La prensa alemana ha cargado contra organismos de supervisión, agencias de


calificación, auditorías, bancos y compañías de inversiones. Ninguno de estos
actores parece haber cuestionado o investigado en serio el funcionamiento del
modelo de negocio de Wirecard. De hecho, este modelo ya levantó rumores de
fraude en el 2015. Y en marzo del año pasado, el Financial Times alertó de
sospechas de manipulación de balances en Wirecard, con Asia como epicentro.

Al inicio del escándalo, el ministro de Finanzas, Olaf Scholz, ya admitió que es


hora de que Alemania revise la regulación en la materia. “Debemos repensar
nuestras estructuras de supervisión; si se necesitan medidas legales, legislativas y
regulatorias, las adoptaremos y las implementaremos”, dijo el socialdemócrata
Scholz.
También al principio, el presidente del órgano supervisor BaFin, Felix Hufeld,
calificó lo sucedido de “desastre total”, pero esta semana se mostró más
específico y habló de “simple y clásico comportamiento penal”. En su
comparecencia el pasado miércoles ante la comisión de Finanzas del Bundestag
(cámara baja del Parlamento), Hufeld defendió la actuación del BaFin, que tenía
en marcha una investigación policial al respecto desde hacía 19 meses.

Los analistas señalan que ciertamente la BaFin estuvo corta de reflejos, pero que
parte del problema radica también la delegación de responsabilidades. Alemania
es uno de los pocos países que divide la revisión de la contabilidad entre una
institución privada y el supervisor financiero estatal. El regulador privado Panel
de Aplicación de Informes Financieros (FREP, por su sigla en inglés) se ha
encargado desde el 2005 de examinar los informes financieros de las empresas
que cotizan en bolsa en Alemania. “Rastrear fraudes contables e investigar no
forma parte de nuestras tareas”, dijo FREP el pasado miércoles en un
comunicado. Por lo pronto, el Gobierno de gran coalición de conservadores y
socialdemócratas de la canciller Angela Merkel cancelará su contrato con el
FREP, y el ministro de Finanzas Scholz sostiene que el BaFin debería tener poder
un investigativo similar al de la Fiscalía.

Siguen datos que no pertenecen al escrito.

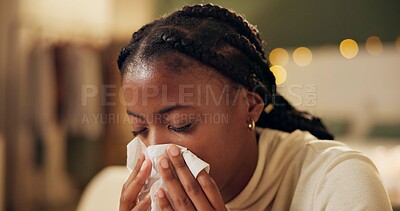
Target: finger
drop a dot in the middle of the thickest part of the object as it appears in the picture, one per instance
(163, 201)
(189, 183)
(136, 169)
(179, 198)
(130, 192)
(143, 205)
(211, 190)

Para más inri, el viernes 26 de junio trascendió que la Unión Europea investiga al
BaFin por el caso Wirecard, una medida poco habitual y decididamente
embarazosa para Alemania, que a los pocos días asumió la presidencia rotatoria
del Consejo de la UE. Mientras, la auditora EY afronta una oleada de litigios,
acusada de no haber intervenido antes, en un terremoto que remite a la fatal
supervisión que hizo otro gigante de la auditoría, Arthur Andersen, de la
energética estadounidense Enron, que se hundió a inicios de los años 2000 tras
inventarse sus cuentas. El caso Wirecard apunta, en definitiva, a que el sector
tecnofinanciero está todavía poco vigilado en general.